Writing

Training RL Agents to Dispatch the GB Power Grid

Four MLP agents, a CNN with 72 weather channels, and five reward functions. They all learned demand matching. None learned network constraints. The action space was the bottleneck.

This is the RL chapter of the grid dispatch project. The grid environment, a validated DC power flow model built from public NESO data, is the prerequisite. With that in place, the question became: can an RL agent learn dispatch from experience?

The current approach in industry relies on LP solvers with explicit cost models and full network topology. An RL agent that could learn a reasonable dispatch policy from experience alone would be useful where cost data is uncertain, the network is changing, or the optimisation needs to run faster than an LP solve.

This post covers two rounds of experiments. The first trained four PPO agents with different reward functions on scalar observations. The second added a CNN for spatial weather patterns and multi-hour forecasts. Both used the same three-action dispatch space. That turned out to be the problem.

The environment

The agent controls three continuous values each hour:

  • gas_frac (0 to 1): fraction of residual demand filled with gas
  • import_frac (0 to 1): fraction filled with imports
  • storage_frac (-1 to 1): battery charge or discharge

Residual demand is what’s left after wind, solar, nuclear, biomass, and hydro have generated. The agent’s job is to fill the gap without overspending, oversupplying, or violating ramp constraints.

Gas ramp rate is capped at 5 GW/hr. This matters. At 10 GW/hr (my initial setting) the constraint was never binding and all four agents converged to identical strategies. At 5 GW/hr, the agent has to plan ahead, and different reward functions produce genuinely different behaviour.

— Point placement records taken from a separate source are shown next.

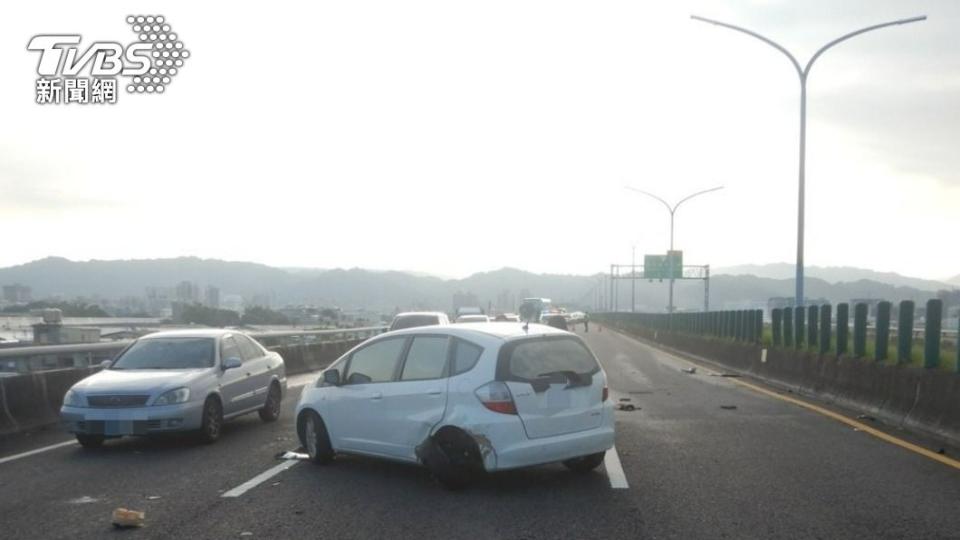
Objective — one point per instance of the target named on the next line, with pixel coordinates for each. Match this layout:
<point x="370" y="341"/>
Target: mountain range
<point x="386" y="291"/>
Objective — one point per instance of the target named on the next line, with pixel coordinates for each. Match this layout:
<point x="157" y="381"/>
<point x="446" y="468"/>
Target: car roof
<point x="193" y="332"/>
<point x="502" y="330"/>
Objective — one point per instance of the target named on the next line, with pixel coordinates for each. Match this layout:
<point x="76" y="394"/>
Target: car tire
<point x="90" y="441"/>
<point x="452" y="459"/>
<point x="271" y="409"/>
<point x="212" y="424"/>
<point x="585" y="463"/>
<point x="316" y="439"/>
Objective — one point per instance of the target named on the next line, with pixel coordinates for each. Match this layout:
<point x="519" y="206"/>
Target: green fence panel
<point x="776" y="328"/>
<point x="905" y="332"/>
<point x="843" y="327"/>
<point x="931" y="333"/>
<point x="799" y="326"/>
<point x="860" y="330"/>
<point x="826" y="327"/>
<point x="882" y="331"/>
<point x="813" y="317"/>
<point x="788" y="327"/>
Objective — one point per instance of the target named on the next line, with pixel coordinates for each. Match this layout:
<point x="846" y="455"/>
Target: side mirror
<point x="332" y="377"/>
<point x="232" y="363"/>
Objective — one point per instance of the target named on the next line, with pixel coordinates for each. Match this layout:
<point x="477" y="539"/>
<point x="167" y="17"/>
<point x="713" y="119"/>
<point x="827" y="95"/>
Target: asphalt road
<point x="764" y="469"/>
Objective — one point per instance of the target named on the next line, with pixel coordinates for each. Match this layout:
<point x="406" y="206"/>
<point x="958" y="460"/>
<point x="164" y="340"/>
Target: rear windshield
<point x="167" y="353"/>
<point x="413" y="321"/>
<point x="541" y="357"/>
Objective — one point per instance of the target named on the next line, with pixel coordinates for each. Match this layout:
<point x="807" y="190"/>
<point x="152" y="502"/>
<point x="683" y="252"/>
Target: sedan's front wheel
<point x="271" y="409"/>
<point x="212" y="420"/>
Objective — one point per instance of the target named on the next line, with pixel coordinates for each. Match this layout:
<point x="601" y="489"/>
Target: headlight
<point x="177" y="395"/>
<point x="73" y="399"/>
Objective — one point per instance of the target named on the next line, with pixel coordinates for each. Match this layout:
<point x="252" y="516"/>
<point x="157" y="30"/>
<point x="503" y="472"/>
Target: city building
<point x="17" y="294"/>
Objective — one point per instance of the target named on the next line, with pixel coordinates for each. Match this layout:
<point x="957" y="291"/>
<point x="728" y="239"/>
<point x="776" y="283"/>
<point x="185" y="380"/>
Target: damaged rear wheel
<point x="313" y="434"/>
<point x="453" y="458"/>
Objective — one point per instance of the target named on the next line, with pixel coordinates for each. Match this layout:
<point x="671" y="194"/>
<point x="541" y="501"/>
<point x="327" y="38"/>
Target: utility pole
<point x="804" y="73"/>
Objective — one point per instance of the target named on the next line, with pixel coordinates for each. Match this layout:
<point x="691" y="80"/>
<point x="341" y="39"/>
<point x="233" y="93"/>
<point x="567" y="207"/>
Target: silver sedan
<point x="185" y="380"/>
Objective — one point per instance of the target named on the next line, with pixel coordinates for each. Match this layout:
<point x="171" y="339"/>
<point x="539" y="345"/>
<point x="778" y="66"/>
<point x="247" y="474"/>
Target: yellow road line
<point x="853" y="423"/>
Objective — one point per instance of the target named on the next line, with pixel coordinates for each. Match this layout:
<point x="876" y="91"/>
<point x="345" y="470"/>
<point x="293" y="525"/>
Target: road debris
<point x="124" y="519"/>
<point x="290" y="455"/>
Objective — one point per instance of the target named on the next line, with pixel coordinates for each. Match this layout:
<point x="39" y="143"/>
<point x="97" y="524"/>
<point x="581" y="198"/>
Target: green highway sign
<point x="659" y="266"/>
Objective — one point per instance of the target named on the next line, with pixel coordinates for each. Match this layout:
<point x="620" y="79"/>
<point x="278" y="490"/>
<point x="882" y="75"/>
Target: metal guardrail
<point x="45" y="357"/>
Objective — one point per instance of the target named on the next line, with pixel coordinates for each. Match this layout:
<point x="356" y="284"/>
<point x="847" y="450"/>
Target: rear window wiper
<point x="573" y="378"/>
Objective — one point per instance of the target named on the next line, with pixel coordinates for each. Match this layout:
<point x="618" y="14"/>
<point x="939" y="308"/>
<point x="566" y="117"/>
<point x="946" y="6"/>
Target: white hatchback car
<point x="461" y="400"/>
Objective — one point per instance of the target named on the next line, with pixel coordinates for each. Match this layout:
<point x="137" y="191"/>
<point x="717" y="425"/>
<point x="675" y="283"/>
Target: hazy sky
<point x="452" y="136"/>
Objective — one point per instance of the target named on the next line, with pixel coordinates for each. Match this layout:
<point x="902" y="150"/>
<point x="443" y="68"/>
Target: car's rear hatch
<point x="556" y="383"/>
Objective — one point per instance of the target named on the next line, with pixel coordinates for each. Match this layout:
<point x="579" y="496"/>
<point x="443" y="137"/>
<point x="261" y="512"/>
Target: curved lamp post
<point x="673" y="210"/>
<point x="804" y="73"/>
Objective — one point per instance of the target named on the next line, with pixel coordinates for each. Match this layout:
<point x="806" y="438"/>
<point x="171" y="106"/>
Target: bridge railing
<point x="15" y="360"/>
<point x="823" y="330"/>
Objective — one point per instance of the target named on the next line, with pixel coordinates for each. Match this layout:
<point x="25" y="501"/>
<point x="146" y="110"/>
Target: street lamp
<point x="673" y="210"/>
<point x="804" y="73"/>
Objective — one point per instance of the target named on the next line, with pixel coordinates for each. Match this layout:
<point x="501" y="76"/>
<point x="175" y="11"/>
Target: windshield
<point x="168" y="353"/>
<point x="412" y="321"/>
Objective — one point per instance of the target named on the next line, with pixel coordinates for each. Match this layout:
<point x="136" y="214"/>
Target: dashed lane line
<point x="36" y="451"/>
<point x="611" y="462"/>
<point x="259" y="479"/>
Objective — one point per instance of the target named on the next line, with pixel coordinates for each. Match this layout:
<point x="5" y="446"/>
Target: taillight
<point x="496" y="397"/>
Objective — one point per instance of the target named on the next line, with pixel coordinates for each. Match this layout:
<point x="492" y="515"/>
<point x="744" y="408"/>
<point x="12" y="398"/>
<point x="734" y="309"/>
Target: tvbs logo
<point x="148" y="64"/>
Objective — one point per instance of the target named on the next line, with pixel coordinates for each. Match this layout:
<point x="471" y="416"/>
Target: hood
<point x="137" y="381"/>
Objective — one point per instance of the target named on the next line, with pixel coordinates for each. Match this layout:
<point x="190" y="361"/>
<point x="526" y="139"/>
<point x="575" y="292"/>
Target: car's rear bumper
<point x="529" y="452"/>
<point x="504" y="443"/>
<point x="132" y="421"/>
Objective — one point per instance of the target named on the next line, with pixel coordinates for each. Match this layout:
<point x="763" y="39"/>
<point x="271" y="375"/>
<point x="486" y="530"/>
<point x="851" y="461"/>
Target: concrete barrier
<point x="922" y="400"/>
<point x="33" y="400"/>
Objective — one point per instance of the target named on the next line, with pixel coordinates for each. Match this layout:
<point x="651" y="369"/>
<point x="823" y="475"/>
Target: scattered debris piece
<point x="123" y="518"/>
<point x="290" y="455"/>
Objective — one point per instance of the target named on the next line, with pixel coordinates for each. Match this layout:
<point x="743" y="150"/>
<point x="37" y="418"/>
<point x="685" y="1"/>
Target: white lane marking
<point x="36" y="451"/>
<point x="259" y="479"/>
<point x="611" y="462"/>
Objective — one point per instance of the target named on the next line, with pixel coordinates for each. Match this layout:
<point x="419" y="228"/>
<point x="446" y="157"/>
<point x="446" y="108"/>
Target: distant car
<point x="461" y="400"/>
<point x="556" y="320"/>
<point x="185" y="380"/>
<point x="473" y="318"/>
<point x="413" y="319"/>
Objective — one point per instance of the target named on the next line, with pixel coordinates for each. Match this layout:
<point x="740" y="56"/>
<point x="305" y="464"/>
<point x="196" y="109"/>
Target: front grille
<point x="117" y="401"/>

Training data is 9 years of hourly generation, demand, and weather from NESO and ERA5 (2015-2024). Each agent trained for 5M timesteps on the University of Reading’s RACC HPC cluster.

Round 1: MLP agents

Four agents share the same architecture (two 256-unit hidden layers, PPO) and differ only in reward function:

Cost-only optimises total dispatch cost, with heavy penalties for unmet demand and mild penalties for curtailment.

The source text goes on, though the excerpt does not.